Nota prévia: este artigo foi publicado em Fevereiro de 2002 no Diário Digital, mantem alguns aspectos de actualidade.
O IGIF (Instituto de Gestão Informática e Financeira da Saúde), é um organismo da Administração Pública com dois objectivos, como o nome indica: gestão financeira, ou seja na prática, gestão e distribuição dos meios financeiros às instituições do Serviço Nacional de Saúde, e desenvolvimento de aplicações informáticas, bem como implementação e gestão da Rede Informática da Saúde (RIS), um rede privada que interliga as mesmas instituições do SNS.
Sobre esta segunda função, algumas considerações merecem ser tecidas, sobretudo dada a indefinição sobre o seu futuro, ou pior ainda, sobre a decisão que parece estar tomada no sentido de abandonar totalmente o desenvolvimento de aplicações, passando apenas a ser um organismo regulador e normalizador.
Em sentido lato, até se poderá pensar que essa alteração da missão do IGIF poderá ser correcta, nomeadamente nesta altura em que a ordem é a contenção de custos e a redução do deficite. Porém várias questões se poderão desde já colocar: será em todos os casos mais económico adjudicar o desenvolvimento de aplicações às empresas privadas do que desenvolver internamente? Será adequado, independentemente da resposta à questão anterior, abandonar totalmente esse desenvolvimento interno para todas as aplicações?

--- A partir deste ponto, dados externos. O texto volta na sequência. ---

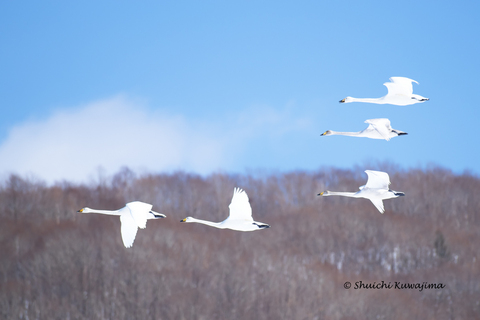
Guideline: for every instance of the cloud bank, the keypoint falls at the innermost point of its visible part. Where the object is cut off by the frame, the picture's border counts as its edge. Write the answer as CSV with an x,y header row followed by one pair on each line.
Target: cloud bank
x,y
72,144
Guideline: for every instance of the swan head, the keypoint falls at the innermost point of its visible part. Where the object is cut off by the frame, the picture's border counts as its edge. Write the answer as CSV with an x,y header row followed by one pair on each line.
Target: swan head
x,y
346,100
326,133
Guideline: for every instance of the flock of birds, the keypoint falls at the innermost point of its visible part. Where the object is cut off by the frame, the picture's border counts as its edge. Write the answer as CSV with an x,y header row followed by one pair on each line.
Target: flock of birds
x,y
400,92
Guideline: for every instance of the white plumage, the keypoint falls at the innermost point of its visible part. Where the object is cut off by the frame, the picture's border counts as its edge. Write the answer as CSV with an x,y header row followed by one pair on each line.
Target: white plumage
x,y
400,93
376,190
377,129
133,216
240,217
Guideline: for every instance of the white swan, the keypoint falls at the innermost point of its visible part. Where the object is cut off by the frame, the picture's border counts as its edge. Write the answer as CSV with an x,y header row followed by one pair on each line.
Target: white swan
x,y
400,93
375,190
240,217
377,129
133,216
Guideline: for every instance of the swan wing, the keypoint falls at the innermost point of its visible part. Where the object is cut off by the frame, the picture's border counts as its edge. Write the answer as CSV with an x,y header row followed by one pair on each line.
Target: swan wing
x,y
378,203
139,211
240,206
400,86
382,126
128,229
377,179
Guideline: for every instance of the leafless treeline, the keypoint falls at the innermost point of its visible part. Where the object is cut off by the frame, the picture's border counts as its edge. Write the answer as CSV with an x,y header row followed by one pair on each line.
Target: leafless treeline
x,y
59,264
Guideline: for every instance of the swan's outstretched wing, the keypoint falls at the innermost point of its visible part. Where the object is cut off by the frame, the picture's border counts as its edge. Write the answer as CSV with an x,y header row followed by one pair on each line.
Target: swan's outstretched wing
x,y
139,211
378,203
382,126
377,180
400,86
128,229
240,207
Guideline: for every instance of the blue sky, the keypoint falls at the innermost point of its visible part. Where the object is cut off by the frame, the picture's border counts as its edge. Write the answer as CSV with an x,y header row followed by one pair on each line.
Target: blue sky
x,y
231,86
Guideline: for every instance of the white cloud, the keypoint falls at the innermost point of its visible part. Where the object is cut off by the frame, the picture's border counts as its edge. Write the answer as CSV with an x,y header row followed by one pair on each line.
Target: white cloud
x,y
72,144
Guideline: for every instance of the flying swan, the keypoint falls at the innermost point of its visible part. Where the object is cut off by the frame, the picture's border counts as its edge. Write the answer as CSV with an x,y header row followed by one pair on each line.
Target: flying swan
x,y
133,216
400,93
240,217
377,129
375,190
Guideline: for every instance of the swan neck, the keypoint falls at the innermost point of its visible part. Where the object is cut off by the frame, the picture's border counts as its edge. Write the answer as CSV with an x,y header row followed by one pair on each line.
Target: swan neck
x,y
208,223
340,193
368,100
108,212
340,133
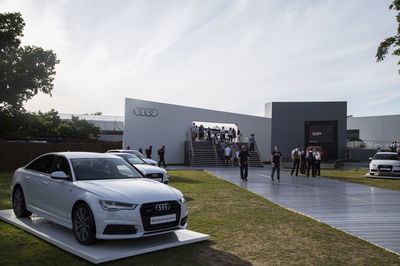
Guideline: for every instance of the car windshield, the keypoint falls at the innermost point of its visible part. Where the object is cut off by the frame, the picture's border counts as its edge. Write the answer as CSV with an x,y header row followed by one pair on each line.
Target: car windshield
x,y
138,154
386,156
130,158
103,168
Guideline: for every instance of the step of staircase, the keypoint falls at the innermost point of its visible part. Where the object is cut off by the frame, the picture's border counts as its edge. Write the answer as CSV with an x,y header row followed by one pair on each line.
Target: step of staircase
x,y
204,153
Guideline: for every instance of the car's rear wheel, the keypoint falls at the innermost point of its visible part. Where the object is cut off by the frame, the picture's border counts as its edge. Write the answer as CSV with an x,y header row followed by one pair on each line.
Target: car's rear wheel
x,y
19,205
83,224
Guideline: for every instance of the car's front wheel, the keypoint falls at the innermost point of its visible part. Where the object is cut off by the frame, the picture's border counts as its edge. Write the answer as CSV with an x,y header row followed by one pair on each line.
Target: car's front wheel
x,y
19,205
83,224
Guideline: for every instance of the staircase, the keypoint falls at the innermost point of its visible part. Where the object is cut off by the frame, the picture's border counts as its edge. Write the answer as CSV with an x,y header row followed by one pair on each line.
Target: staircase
x,y
205,153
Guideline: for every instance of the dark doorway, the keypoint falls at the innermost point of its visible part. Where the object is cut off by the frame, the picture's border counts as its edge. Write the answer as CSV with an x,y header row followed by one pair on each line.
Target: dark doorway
x,y
322,134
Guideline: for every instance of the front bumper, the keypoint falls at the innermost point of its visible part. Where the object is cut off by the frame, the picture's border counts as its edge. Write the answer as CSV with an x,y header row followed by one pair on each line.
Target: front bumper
x,y
125,224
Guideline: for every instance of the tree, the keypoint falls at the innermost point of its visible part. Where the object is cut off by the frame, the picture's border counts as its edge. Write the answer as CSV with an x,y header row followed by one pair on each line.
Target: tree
x,y
78,128
393,41
24,71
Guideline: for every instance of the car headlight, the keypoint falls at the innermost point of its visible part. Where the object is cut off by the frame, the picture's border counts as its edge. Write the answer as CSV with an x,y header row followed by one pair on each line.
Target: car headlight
x,y
116,206
182,200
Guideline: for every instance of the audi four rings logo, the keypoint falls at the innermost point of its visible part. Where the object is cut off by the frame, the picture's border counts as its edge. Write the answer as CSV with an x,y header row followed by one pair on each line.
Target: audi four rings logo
x,y
162,207
142,111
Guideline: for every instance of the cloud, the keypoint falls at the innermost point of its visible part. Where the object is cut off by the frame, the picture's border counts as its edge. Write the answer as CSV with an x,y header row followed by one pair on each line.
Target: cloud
x,y
225,55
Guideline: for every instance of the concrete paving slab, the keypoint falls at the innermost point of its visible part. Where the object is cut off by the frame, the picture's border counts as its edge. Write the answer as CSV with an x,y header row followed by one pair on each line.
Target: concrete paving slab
x,y
104,250
372,214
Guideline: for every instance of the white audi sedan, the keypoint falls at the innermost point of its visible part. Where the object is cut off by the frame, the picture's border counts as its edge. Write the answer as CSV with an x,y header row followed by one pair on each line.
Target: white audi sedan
x,y
150,171
98,196
136,153
385,164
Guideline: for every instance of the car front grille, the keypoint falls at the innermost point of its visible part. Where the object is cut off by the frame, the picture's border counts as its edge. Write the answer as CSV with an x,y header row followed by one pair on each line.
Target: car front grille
x,y
119,229
148,210
385,168
155,176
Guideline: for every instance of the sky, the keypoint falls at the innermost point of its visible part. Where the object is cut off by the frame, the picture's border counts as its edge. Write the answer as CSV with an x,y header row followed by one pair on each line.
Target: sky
x,y
225,55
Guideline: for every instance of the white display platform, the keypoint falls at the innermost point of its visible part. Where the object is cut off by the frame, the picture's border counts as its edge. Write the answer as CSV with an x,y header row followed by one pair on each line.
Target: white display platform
x,y
367,175
104,250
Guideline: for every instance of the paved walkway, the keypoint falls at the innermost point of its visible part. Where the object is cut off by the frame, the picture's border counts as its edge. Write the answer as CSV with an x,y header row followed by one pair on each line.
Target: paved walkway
x,y
372,214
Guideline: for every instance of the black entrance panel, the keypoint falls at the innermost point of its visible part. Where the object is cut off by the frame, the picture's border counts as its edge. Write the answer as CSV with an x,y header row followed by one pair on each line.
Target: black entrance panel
x,y
323,134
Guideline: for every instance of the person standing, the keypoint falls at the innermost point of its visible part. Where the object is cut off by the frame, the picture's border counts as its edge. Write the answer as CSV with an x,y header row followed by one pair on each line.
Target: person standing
x,y
317,160
201,133
310,162
303,161
149,152
252,140
209,133
276,163
161,154
296,160
193,129
227,151
222,133
244,163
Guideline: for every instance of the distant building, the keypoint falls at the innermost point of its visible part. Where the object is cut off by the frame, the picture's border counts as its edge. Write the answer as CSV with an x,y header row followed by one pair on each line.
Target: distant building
x,y
111,127
324,124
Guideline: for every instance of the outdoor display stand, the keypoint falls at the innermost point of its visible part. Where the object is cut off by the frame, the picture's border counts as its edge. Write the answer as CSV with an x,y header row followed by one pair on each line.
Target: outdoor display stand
x,y
104,250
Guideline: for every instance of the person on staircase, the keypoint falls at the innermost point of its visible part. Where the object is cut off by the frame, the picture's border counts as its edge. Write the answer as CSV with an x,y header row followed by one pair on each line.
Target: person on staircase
x,y
244,163
252,140
296,160
276,156
228,152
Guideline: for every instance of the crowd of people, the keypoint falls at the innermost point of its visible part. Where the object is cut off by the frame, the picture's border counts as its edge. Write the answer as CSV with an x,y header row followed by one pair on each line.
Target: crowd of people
x,y
200,133
149,151
306,160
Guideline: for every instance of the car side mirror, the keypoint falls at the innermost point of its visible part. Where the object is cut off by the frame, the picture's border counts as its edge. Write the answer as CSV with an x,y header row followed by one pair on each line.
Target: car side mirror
x,y
59,175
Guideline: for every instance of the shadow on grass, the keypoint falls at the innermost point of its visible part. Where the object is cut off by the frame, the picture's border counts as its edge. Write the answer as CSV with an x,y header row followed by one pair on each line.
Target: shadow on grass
x,y
202,253
180,179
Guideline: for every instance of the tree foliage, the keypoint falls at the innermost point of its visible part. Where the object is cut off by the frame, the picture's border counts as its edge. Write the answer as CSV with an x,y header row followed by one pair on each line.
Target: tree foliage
x,y
393,41
48,125
24,71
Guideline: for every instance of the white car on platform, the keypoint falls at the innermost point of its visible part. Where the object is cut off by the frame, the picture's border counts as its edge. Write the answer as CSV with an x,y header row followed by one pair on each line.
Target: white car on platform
x,y
150,171
385,164
98,196
136,153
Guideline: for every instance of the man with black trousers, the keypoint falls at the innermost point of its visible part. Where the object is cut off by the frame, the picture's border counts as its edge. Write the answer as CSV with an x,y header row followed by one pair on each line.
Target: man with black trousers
x,y
310,162
161,154
296,160
244,163
276,163
303,161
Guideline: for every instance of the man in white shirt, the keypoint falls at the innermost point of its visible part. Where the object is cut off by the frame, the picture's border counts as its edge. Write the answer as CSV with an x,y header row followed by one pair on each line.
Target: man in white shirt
x,y
227,151
222,133
296,153
317,158
194,131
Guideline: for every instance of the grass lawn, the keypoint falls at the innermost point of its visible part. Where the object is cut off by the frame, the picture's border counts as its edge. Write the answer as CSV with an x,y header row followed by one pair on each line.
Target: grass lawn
x,y
245,229
357,176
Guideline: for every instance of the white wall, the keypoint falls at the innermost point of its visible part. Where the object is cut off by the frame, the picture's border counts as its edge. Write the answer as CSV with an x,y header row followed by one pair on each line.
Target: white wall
x,y
171,127
380,128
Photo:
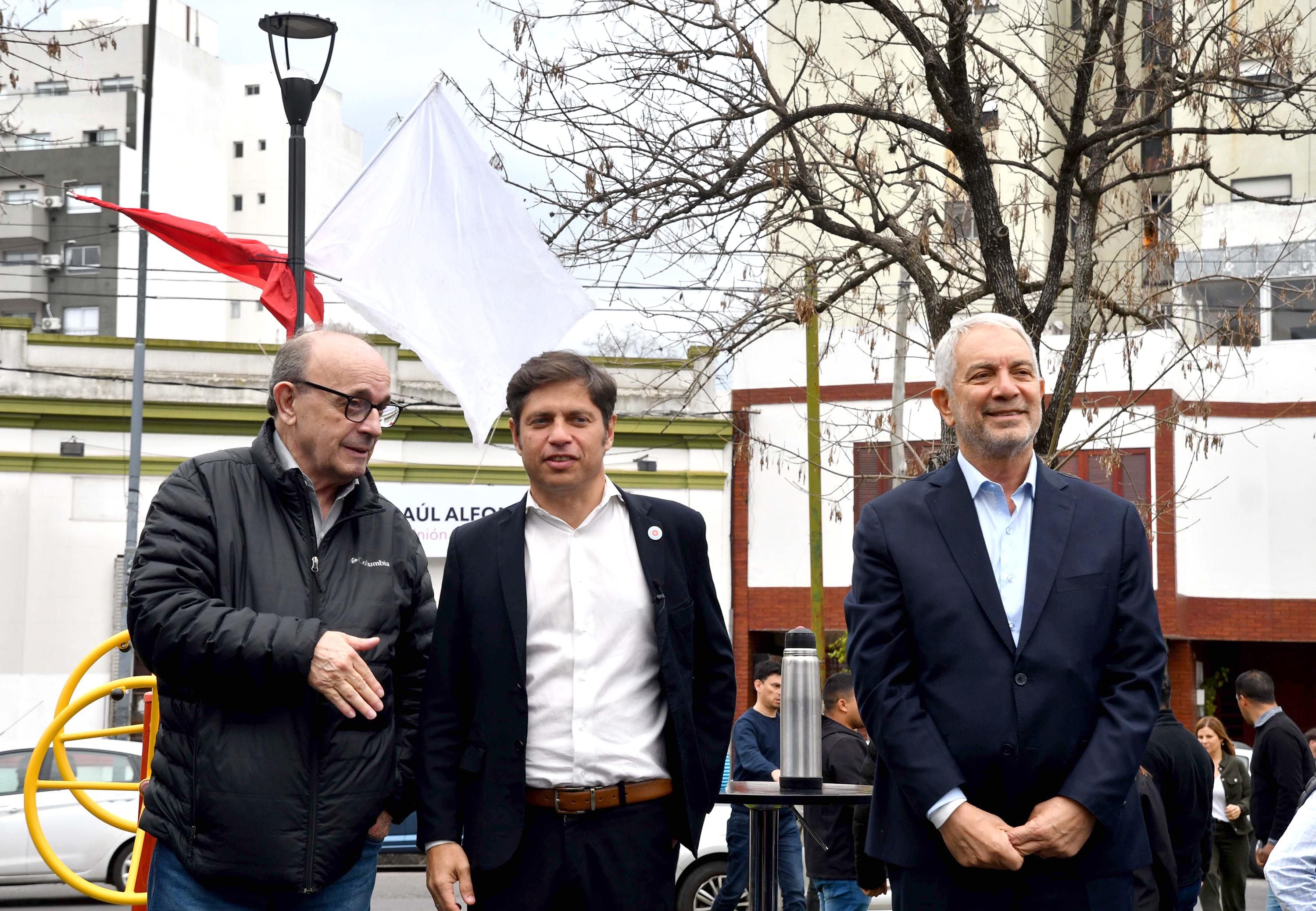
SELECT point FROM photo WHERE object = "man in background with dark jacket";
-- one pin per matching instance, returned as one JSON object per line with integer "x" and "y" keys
{"x": 832, "y": 868}
{"x": 1184, "y": 776}
{"x": 757, "y": 756}
{"x": 1281, "y": 764}
{"x": 286, "y": 609}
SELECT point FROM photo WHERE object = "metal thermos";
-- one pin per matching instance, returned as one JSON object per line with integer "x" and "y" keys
{"x": 802, "y": 713}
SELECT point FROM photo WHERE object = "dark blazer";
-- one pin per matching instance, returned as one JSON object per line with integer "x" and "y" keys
{"x": 952, "y": 702}
{"x": 1234, "y": 773}
{"x": 473, "y": 718}
{"x": 1156, "y": 886}
{"x": 1281, "y": 765}
{"x": 1184, "y": 777}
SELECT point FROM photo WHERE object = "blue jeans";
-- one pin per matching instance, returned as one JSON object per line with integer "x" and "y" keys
{"x": 840, "y": 896}
{"x": 790, "y": 863}
{"x": 170, "y": 888}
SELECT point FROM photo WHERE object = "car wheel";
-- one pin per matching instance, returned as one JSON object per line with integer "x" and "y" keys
{"x": 701, "y": 886}
{"x": 119, "y": 867}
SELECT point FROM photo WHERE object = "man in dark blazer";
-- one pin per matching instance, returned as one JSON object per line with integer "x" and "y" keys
{"x": 581, "y": 689}
{"x": 1281, "y": 764}
{"x": 1006, "y": 648}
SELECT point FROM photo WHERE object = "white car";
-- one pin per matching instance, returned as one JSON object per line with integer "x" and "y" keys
{"x": 91, "y": 848}
{"x": 699, "y": 877}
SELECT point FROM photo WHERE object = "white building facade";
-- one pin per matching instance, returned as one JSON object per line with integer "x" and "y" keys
{"x": 219, "y": 156}
{"x": 65, "y": 515}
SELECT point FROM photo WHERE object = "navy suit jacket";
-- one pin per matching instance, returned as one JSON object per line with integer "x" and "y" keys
{"x": 952, "y": 702}
{"x": 473, "y": 718}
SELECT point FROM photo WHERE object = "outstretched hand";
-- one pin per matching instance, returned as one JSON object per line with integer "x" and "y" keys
{"x": 1056, "y": 829}
{"x": 343, "y": 677}
{"x": 447, "y": 864}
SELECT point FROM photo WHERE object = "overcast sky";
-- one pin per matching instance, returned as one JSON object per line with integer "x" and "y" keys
{"x": 386, "y": 56}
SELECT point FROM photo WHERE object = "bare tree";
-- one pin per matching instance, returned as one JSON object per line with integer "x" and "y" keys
{"x": 1041, "y": 160}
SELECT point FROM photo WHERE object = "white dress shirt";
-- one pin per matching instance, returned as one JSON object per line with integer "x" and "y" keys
{"x": 1007, "y": 536}
{"x": 597, "y": 707}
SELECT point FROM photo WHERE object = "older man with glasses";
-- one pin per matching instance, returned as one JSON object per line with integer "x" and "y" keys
{"x": 286, "y": 609}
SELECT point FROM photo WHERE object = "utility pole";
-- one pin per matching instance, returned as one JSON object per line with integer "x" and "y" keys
{"x": 124, "y": 660}
{"x": 902, "y": 355}
{"x": 811, "y": 405}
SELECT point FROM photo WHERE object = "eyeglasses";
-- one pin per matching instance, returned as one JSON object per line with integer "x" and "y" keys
{"x": 357, "y": 409}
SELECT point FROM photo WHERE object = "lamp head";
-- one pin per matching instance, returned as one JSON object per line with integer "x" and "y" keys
{"x": 299, "y": 91}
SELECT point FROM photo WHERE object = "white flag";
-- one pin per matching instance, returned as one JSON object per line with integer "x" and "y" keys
{"x": 436, "y": 252}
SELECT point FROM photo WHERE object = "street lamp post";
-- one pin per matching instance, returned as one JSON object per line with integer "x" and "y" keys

Convém dizer que as aplicações informáticas desenvolvidas e distribuídas pelo IGIF, se podem dividir em dois grupos distintos: aplicações meramente administrativas, como sejam as de Contabilidade, Gestão de Stocks, Gestão de Recursos Humanos e Vencimentos, por exemplo, e aplicações de Gestão de Doentes, quer para Centros de Saúde quer para Hospitais, que cada vez menos são aplicações meramente administrativas. Serão todas estas aplicações igualmente passíveis de ser desenvolvidas e mantidas por empresas privadas?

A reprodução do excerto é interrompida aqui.